Lücken in der Sicherheitsarchitektur sind eine der gravierendsten Bedrohungen für Gesundheitsdienstleister. Abgesehen von der datenschutzrechtlichen Verantwortung, kann es bei Hackerangriffen zu großen finanziellen Schäden kommen. Zum einen werden gerne Lösegeldforderungen für das entschlüsseln von verschlüsselten und damit unbenützbare Systeme oder der Androhung der Veröffentlichung von Patientendaten eingesetzt. Zum anderen fallen während und nach Angriffen hohe Kosten für die Wiederherstellung und Überprüfung der ursprünglichen IT-Systeme und Notwendigkeit externer Beratungsleistungen an. Ungefähr jedes Dritte Krankenhaus in Europa war in den letzten Jahren von einem Cyberangriff betroffen, der zu substantiellen oder schweren Beeinträchtigungen des normalen Arbeitsablaufs führte.

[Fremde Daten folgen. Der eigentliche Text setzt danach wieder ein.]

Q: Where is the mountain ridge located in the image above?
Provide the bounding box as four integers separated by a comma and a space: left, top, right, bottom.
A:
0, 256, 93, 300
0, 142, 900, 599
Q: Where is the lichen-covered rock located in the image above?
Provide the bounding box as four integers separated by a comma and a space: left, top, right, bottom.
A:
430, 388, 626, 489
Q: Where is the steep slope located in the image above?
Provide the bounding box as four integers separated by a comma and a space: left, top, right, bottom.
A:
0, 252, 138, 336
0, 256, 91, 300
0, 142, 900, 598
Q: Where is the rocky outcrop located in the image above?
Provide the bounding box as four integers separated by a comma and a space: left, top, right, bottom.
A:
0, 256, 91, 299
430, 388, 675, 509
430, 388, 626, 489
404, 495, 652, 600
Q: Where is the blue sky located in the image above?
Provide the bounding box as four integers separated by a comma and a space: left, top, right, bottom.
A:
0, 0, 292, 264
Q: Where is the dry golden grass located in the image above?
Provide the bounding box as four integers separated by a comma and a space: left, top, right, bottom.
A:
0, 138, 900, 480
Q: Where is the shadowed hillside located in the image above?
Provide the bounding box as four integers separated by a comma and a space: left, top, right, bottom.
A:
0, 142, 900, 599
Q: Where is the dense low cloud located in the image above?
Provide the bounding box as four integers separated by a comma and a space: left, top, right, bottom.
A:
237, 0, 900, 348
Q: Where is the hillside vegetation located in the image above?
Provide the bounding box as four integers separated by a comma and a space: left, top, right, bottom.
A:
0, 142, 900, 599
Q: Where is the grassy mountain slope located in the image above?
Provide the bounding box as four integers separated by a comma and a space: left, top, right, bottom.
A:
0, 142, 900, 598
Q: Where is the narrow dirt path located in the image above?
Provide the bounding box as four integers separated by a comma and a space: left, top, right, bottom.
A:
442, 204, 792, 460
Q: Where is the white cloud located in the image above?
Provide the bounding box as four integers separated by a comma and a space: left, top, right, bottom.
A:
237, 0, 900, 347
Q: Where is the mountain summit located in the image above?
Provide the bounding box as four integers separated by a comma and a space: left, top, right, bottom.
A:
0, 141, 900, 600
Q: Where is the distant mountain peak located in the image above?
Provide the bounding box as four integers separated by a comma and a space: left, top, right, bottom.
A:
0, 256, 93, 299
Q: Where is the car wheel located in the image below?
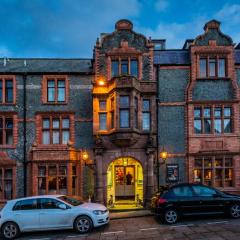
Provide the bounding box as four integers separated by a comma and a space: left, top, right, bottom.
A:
230, 204, 240, 218
74, 216, 93, 233
164, 209, 178, 224
2, 222, 20, 239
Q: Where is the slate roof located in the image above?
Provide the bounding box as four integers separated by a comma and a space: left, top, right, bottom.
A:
234, 49, 240, 64
154, 50, 190, 65
0, 58, 92, 73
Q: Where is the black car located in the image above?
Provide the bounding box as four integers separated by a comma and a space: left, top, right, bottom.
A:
151, 183, 240, 224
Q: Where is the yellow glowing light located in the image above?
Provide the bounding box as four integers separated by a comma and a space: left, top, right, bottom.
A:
160, 151, 167, 159
82, 151, 88, 161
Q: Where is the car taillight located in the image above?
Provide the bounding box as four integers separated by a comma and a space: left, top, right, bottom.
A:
158, 198, 167, 205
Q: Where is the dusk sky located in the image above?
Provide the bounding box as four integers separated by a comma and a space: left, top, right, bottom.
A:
0, 0, 240, 58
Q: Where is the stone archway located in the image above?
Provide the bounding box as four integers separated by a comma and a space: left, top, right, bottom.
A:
107, 157, 144, 209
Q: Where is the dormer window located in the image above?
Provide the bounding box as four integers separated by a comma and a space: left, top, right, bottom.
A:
199, 57, 226, 78
111, 57, 138, 78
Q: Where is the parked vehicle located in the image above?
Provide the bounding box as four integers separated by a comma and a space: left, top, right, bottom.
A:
0, 195, 109, 239
151, 183, 240, 224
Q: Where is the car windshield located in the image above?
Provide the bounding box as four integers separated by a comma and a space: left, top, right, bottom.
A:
58, 196, 83, 206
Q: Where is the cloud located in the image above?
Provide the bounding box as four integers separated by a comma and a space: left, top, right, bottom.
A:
155, 0, 169, 12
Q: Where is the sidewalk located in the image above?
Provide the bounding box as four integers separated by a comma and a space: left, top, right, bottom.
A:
110, 210, 153, 220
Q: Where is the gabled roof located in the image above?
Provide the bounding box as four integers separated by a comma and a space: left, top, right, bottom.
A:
0, 58, 92, 74
154, 50, 190, 65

Um einen groben Überblick über aktuelle Entwicklungen der Cybersecurity im österreichischen Gesundheitssystems zu erhalten, wurde im Rahmen des dHealth Kongress 2024 mehrere Aspekte dieses Themas beleuchtet. In die AGES eingebettet wird beispielsweise gerade das Austrian Health CERT (Computer Emergency Response Team) etabliert. Dieses wurde von der Bundeszielsteuerungskommission initiiert und ist das erste spezifisch nur für den Gesundheitsbereich zuständige Cymersecurity Team in Österreich. Die für den Aufbau und die Leitung verantwortlichen, Markus Hoffmann und Martin Habermayer, berichteten über die aktuell geplanten Aufgabenbereiche und die Herausforderungen, die bei Angriffen auf Netzinfrastrukturen anfallen. Besonderen Schwerpunkt liegt dabei auf dem Vertrauen der einzelnen Institutionen zueinander, da die berichtspflichtigen Krankenhäuser sensible Daten mit dem Austrian Health CERT teilen müssen. Dieses entwickelt dafür präventive bewusstseinsbildende Maßnahmen und kann frühzeitig über Bedrohungen informieren. Der Aufgabenbereich des Austrian Health CERT wird sich dabei zukünftig auch auf kleinere Gesundheitsdienstleiter erweitern.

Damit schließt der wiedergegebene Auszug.